At this point, had it not been for a stroke of luck, I probably would have turned off my Google account sync to see if it solved the problem (it wouldn’t have in my case), and then tried the same with iCloud (which would have solved it for me). Then I could have broken it down further – setting up my Google account sync with mail only but not contacts or calendars, then add contacts, then calendars. And similarly with iCloud, gradually adding back individual aspects of iCloud. Through process of elimination, I think I would have found the problem eventually.

However, I got lucky at this point. During this same week (!), I was noticing another apparently unrelated problem: the Internet Explorer bookmarks on my PC were misbehaving as were the Safari bookmarks on my iPad. Around the time all this had started, I had gone through and done some bookmark cleanup – IE was showing some duplicates, plus i had inadvertently placed on bookmark directly on my bookmarks bar rather than in a folder. In doing so, I had also installed the new iCloud bookmarks syncing facility for Chrome on my PC. Everything appeared to be working correctly, excerpt for one detail: in one of my bookmark folders, every time i tried rearranging the order of the bookmarks, they kept reverting to their former position. This was a minor nuisance but nothing more.

However, after watching these bookmarks rearrange themselves in front of my eyes for about the fifteenth time that week, it finally dawned on me: even though I rarely use my phone for web browsing, it too syncs bookmarks with my other devices. And if bookmarks were magically rearranging themselves on my PC and on my iPad, then they were surely doing so on my phone too. And it could for all be know be doing that constantly. I started to wonder if my phone and other devices were getting into some sort of bookmark syncing war, and if this was what was using up my data and running ,y CPU constantly. This was easy enough to test: I turned off Safari in my iCloud options.
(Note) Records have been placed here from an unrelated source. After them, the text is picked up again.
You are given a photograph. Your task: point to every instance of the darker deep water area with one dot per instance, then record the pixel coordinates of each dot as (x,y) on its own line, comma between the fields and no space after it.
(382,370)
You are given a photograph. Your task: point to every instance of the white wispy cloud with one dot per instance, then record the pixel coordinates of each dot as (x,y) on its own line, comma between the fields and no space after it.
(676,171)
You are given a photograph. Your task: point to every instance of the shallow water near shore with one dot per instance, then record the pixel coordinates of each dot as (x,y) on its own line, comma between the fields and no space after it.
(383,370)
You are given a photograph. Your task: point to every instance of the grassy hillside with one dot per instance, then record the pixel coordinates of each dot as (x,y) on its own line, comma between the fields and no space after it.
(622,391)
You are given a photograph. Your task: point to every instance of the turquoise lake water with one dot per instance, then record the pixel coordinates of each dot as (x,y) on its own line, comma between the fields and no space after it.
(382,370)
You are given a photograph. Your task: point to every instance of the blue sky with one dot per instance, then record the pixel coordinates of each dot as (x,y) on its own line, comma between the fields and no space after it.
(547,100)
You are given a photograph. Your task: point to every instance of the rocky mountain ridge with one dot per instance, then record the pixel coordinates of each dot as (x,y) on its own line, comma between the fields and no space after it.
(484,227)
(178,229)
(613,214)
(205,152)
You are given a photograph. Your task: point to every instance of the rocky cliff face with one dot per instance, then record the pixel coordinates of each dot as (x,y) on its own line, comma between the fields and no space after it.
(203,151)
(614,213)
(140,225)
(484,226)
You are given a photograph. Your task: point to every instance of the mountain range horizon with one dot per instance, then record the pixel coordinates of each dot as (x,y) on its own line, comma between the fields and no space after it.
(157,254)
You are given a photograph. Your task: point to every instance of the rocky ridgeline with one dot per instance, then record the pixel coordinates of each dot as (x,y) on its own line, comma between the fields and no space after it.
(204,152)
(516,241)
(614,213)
Bingo! Instantly my battery returned to normal. That is, after turning off Safari sync, I turned off WiFi, checked the battery meter, waited half an hour, and when I checked the meter again it hadn’t moved. I then disabled the iCloud bookmark sync with Chrome on my PC, re-enabled iCloud sync with Safari on my phone, and again verified the problem remained fixed.

Follow up

I spent a week with a phone that could only last a few hours off charger. It was enormously frustrating to me, and I have to assume it is to you to. I am posting this in hopes of helping you. Pay it forward and help others too if you discover anything you think could be useful.

Also, a but of common courtesy: if you’ve contacted anyone’s customer support looking for help, followup up and tell them you’ve figured it out. In my case, I had contacted the company behind the data compression app I incorrectly blamed for the problem at first, and I had also set up a Genius Bar appointment at the local Apple store. I followed up with both to let them know I had solved the problem on my own, and I also apologized to the app developers for assuming the problem was their fault.

I suppose at this point I should try reinstalling the data compression app to see if it really does work. But I don’t normally use more than my allotment anyhow. I should probably also see if I can figure out what went wrong in the first place – if the iCloud bookmark sync extension for Chrome was really to blame or if that too was just a coincidence. I tried turning it back on but couldn’t get it to work at all. That’s OK; I don’t use Chrome for anything but Google Docs anyhow. And right now I’m happy to have a working phone again and am not ready to rock the boat :-).